Model Infeasibility
回答済みI am running a known feasible model, but I'm not sure what I have done incorrectly to make it state that the model is infeasible. Removing the binary constraints makes it feasible, but these constraints should not be the issue.
import numpy as np
from numpy import sin, cos, tan, pi
import matplotlib.pyplot as plt
import gurobipy as gp
from gurobipy import GRB
import scipy
# General Vehicle Parameters
g = 9.8 # Gravity Constant
m = 3600/2.2 # Vehicle Mass
L = 2.1336 # Wheelbase
l_fl_r = 0.85 # A/B Ratio
alfaf_max = 7*pi/180 # Design Limit
alat_max = 0.7*g # Design Limit
K_u = 1.1 # Understeer
b = L/(1+l_fl_r) # CG Distance to Rear Wheel Center
a = L-b # CG Distance to Front Wheel Center
Iz = .5*m*a*b # Vehicle Yaw Inertia
mu = 0.7
# Tire parameters
Cr = 5.9649e+04 # Rear tire stiffness
Cf = 6.1138e+04 # Front tire stiffness
# Constant longitudinal velocity
U = 15 # Longitudinal Velocity [m/s]
# Linear Bycicle model Dynamics
# [V(m/s), r(rad/s), Psi(deg)]
A = np.array([
[-(Cf+Cr)/(m*U),(b*Cr-a*Cf)/(m*U)-U, 0],
[(b*Cr-a*Cf)/(Iz*U),-(b**2*Cr+a**2*Cf)/(Iz*U),0],
[0, 1, 0] ])
#B matrix with steering inputs
B = np.array([
[Cf/m],
[a*Cf/Iz],
[0]])
# obstacle parameters
vertexL = np.array([[-1,11,25],[-4,0,-4]]) #[xmin;ymin]

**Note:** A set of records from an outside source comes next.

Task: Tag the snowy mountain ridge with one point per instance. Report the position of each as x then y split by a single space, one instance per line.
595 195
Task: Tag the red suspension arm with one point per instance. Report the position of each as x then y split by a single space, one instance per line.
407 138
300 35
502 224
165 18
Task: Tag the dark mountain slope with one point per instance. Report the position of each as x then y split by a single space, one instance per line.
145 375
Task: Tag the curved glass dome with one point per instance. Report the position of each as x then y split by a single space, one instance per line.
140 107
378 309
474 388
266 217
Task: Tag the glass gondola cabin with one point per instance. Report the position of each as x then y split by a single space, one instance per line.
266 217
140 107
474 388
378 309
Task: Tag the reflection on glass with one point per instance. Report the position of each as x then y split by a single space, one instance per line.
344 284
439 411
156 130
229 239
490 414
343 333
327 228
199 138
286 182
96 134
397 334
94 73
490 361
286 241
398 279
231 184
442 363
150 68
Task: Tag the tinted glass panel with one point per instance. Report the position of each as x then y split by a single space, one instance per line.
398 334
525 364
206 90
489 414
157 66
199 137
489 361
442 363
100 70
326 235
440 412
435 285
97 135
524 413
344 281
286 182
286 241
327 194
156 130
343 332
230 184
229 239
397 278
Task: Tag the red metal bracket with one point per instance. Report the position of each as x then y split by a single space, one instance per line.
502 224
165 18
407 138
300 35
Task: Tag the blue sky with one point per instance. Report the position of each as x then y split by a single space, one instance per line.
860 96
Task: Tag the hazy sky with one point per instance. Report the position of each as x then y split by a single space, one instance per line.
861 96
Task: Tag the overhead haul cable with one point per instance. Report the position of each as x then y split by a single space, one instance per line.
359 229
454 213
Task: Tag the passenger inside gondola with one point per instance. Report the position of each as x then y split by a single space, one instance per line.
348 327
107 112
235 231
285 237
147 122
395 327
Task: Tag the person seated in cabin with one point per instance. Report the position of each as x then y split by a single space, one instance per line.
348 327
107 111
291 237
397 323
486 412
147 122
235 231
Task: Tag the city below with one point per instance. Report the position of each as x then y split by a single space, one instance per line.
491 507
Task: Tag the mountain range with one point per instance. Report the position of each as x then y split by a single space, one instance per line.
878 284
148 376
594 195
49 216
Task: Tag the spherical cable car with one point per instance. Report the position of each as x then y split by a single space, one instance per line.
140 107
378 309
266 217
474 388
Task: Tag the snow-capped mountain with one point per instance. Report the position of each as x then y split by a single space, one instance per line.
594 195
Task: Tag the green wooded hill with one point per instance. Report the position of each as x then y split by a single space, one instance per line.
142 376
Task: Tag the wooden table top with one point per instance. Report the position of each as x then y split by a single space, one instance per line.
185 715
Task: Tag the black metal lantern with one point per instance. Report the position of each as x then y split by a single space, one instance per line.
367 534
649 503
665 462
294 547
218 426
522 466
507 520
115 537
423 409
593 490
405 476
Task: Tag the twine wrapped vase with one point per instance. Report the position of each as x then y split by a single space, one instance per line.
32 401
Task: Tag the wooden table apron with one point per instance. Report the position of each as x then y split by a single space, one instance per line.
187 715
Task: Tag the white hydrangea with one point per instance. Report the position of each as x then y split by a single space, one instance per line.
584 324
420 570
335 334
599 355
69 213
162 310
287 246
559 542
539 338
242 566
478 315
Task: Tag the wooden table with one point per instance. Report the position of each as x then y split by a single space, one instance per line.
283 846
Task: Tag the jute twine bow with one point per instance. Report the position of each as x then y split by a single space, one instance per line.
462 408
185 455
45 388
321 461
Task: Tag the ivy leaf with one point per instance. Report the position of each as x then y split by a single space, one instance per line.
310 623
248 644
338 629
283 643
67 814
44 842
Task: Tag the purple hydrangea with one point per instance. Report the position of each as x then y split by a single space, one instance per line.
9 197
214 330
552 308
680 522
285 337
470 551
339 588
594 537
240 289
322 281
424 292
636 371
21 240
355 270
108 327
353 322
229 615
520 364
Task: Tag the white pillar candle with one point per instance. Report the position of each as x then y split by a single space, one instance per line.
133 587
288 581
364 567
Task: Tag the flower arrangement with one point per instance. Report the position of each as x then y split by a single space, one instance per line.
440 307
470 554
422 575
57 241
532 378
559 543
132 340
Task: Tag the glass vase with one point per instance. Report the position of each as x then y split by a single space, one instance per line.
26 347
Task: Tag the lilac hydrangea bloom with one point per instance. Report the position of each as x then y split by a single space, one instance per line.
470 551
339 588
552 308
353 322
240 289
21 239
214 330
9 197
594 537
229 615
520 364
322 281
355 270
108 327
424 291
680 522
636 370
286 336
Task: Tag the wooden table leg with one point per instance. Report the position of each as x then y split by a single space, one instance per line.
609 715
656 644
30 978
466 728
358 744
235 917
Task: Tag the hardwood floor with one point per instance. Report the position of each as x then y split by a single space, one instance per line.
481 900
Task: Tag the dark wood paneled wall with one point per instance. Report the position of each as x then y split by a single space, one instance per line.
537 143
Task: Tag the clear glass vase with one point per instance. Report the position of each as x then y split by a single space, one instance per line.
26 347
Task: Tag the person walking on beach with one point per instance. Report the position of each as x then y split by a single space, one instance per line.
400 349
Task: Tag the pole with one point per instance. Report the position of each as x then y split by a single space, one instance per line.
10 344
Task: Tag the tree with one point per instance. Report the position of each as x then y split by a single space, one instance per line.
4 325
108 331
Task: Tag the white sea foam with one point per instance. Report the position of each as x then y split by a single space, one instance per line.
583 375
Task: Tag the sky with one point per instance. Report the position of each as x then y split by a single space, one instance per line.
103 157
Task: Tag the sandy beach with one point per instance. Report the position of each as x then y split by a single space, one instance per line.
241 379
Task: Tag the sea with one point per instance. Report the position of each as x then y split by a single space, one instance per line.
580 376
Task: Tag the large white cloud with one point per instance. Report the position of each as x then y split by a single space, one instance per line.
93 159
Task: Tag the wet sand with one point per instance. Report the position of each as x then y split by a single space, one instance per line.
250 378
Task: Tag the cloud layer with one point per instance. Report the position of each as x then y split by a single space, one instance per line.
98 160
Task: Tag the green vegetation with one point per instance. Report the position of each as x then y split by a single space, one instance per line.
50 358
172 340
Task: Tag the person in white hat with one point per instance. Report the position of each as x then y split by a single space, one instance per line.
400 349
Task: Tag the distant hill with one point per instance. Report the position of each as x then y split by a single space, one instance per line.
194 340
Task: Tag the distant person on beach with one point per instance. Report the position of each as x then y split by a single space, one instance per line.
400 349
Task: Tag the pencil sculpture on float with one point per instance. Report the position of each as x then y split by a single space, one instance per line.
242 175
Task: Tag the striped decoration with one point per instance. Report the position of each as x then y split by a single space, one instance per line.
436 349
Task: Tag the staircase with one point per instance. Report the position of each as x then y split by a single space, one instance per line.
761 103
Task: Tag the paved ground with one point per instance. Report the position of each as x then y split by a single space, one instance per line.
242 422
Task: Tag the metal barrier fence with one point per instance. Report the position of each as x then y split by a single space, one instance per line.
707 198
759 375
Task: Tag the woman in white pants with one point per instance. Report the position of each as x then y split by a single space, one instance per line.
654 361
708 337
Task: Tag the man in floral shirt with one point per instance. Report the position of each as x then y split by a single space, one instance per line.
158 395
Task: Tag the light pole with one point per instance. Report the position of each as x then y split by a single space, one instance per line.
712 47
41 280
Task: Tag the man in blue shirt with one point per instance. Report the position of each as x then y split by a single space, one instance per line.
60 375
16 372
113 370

vertexU = np.array([[1,13,27],[1.5,8,2]]) #[xmax;ymax]
xminO = vertexL[0]
xmaxO = vertexU[0]
yminO = vertexL[1]
ymaxO = vertexU[1]
# M = [45,35,20,25,35] # big-M
M = [52,52,9,9,15]; # big-M
nobs = vertexL.shape[1] # number of obstacles
N = 30
T = 3.5
# initial condition
xinit = [0,0,0]
XYinit = [-15,0]
Z0= np.array([xinit[0],xinit[1],xinit[2],XYinit[0],XYinit[1]])
# Create variables
Z = np.array([])
bv1 = np.array([])
# bv2 = np.array([])
# bv3 = np.array([])
u = np.array([])
# Bounds
umin = -35*pi/180
umax = 35*pi/180
# Create a new model
mod = gp.Model("MPC")
Z = mod.addMVar(shape=(N+1,5), lb=-GRB.INFINITY, ub=GRB.INFINITY, name='Z')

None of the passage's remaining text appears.